Clinton has as yet to pronounce on the new trade agreements, strenuously opposed by the shrunken US trade unions. Sanders, in his initial press and television interviews, has been unsparing in criticizing her equivocation.

Finally, there is the burden represented by Bill Clinton's departure from the party's social reformist legacy as president and the questions raised by his fundraising for the family foundation.

Still, women voters are in large numbers prepared to give her the benefit of the doubt to elect the US's first woman president. Barring unforeseen events, the nomination is hers.

That is the calculation of the Republicans, who frenziedly denounce Clinton - so much so that they sometimes set aside their obsessional hostility to Barack Obama.

The problem for the Republican candidates is that they do not disagree.
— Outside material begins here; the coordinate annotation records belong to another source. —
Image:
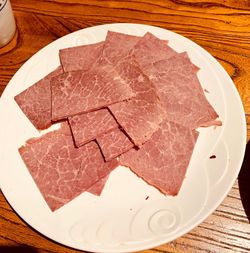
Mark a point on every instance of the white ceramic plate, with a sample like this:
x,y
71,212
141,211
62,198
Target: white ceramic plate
x,y
130,215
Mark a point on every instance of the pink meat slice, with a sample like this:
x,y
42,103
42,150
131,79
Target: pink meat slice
x,y
35,101
80,57
140,116
87,91
151,49
88,126
114,143
181,93
98,187
163,160
60,170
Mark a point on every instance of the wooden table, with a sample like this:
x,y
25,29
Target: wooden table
x,y
222,27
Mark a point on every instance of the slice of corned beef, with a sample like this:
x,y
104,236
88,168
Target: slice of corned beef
x,y
98,187
181,93
78,92
60,170
35,101
163,160
88,126
140,116
114,143
80,57
118,46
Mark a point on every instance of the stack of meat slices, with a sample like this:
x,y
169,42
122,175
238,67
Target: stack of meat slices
x,y
127,100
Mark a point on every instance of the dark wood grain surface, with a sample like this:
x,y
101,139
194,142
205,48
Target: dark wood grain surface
x,y
222,27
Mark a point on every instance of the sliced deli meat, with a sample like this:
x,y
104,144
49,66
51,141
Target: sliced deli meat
x,y
98,187
140,116
60,170
117,46
163,160
88,126
181,93
35,101
114,143
87,91
80,57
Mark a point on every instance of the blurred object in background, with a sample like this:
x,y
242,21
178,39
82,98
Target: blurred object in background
x,y
7,22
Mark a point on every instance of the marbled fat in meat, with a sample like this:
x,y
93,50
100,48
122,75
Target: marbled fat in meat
x,y
60,170
80,57
35,101
88,126
78,92
114,143
163,160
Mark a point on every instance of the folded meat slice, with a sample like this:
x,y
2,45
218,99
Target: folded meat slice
x,y
60,170
87,91
80,57
114,143
163,160
181,93
88,126
140,116
35,101
117,46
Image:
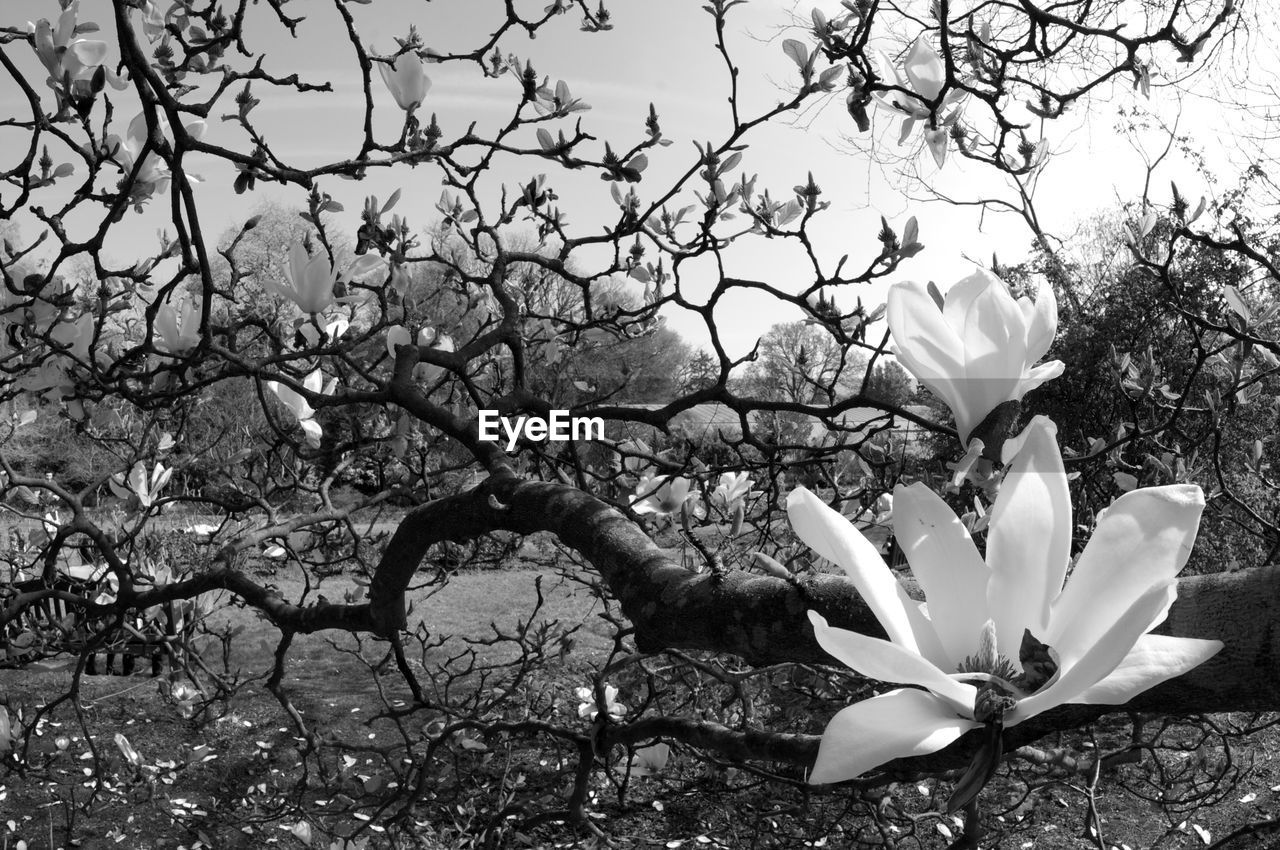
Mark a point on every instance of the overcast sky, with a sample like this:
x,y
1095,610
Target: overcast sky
x,y
661,51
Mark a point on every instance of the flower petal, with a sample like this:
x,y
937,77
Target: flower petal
x,y
832,537
895,725
397,336
926,342
1153,659
1036,376
1029,542
1100,659
947,566
924,68
887,662
1141,542
1043,323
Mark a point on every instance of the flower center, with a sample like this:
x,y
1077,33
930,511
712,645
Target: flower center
x,y
999,680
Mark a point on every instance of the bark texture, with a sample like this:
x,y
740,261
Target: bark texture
x,y
763,620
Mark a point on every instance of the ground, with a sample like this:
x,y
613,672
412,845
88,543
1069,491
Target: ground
x,y
219,784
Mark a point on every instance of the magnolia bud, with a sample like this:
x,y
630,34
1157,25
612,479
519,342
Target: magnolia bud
x,y
739,515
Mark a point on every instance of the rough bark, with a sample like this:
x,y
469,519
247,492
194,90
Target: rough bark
x,y
763,620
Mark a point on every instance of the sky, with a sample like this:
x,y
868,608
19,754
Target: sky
x,y
659,51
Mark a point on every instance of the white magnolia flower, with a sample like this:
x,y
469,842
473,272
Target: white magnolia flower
x,y
664,497
924,74
329,332
311,278
140,485
407,80
204,530
71,60
883,508
1088,640
428,338
298,405
650,761
978,350
586,708
178,325
127,750
154,176
732,488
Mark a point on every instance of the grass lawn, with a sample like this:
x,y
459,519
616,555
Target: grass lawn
x,y
231,781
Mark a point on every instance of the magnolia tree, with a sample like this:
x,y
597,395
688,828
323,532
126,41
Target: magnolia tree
x,y
378,346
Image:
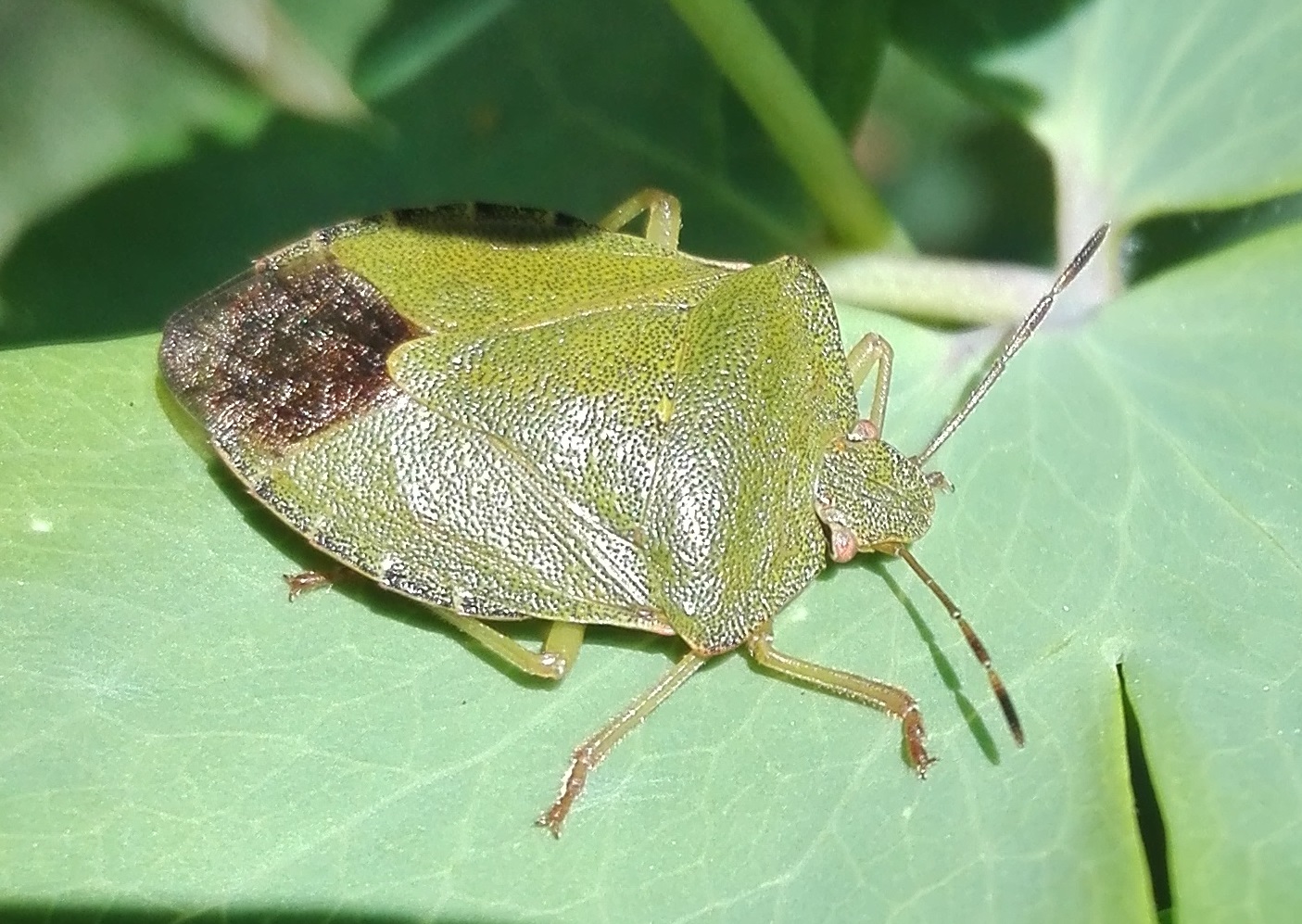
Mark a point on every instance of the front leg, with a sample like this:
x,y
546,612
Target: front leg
x,y
873,350
664,216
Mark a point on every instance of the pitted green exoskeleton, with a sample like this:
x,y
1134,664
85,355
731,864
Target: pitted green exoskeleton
x,y
512,414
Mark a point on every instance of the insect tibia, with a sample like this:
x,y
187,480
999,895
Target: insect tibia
x,y
996,682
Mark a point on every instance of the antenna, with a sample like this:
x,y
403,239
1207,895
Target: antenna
x,y
1015,343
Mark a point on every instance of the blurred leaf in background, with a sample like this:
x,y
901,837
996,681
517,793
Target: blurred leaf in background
x,y
180,740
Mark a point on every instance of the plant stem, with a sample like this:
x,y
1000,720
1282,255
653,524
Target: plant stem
x,y
758,68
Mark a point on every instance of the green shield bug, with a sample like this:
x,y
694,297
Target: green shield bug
x,y
511,414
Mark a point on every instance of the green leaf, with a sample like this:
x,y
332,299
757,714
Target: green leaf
x,y
179,740
1147,109
546,106
1116,505
92,90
They are proponents of small government, unregulated capitalism, reducing or eliminating programs like Social Security and Medicare. Obama's medical insurance program is an especially vexing theme and they promise to terminate it.

They depict the issue of climate change as a fiction devised by scientists to justify governmental intrusions. They express considerable hostility to the 11 million or so undocumented immigrants, mostly from Latin America. They dislike the African-American population, despite some token black Republicans. They consider the US a white and Christian nation, espouse Biblical literalism and oppose the teaching of evolution. They abhor, or claim to abhor, rights for homosexuals and are firmly opposed to homosexual marriage.

In foreign affairs, they deny that anything has changed in the world balance of power. They suppose that following US leadership is the duty of other nations, and regard Vladimir Putin's Russia and China as antagonists. They favor war against militant Islam and are unequivocal supporters of Israel. The Florida Senator who is running for president, Mario Rubio, is actively seeking to sabotage negotiations with Iran. They sponsor a domestic cult of firearms. They are vocal backers of the police and especially of their endemic war on citizens of color.

There are, literally, too many Republican candidates to name or describe all of them. They seek support from three groups. First there are the wealthy, able to finance their campaigns. The second consist of the party's militants - who think that any nuance, any hint of compromise with the Democrats, is betrayal. Over the horizon lies the rest of the US which does not share the views of the Republican faithful.

It may be that Jeb Bush, former governor of Florida will be the nominee. Actually, it is more likely to be the Governor of Wisconsin, Scott Walker, determined opponent of the public service unions and rigid in his religious conceptions.

It is unclear that the public with its economic worries will accept Republican ideology rather than Democratic projects of social reconstruction, however limited. Unfortunately, it is equally unclear that the US, riven with class, cultural, and racial divisions has a public life consonant with our claims to be an exemplary democracy.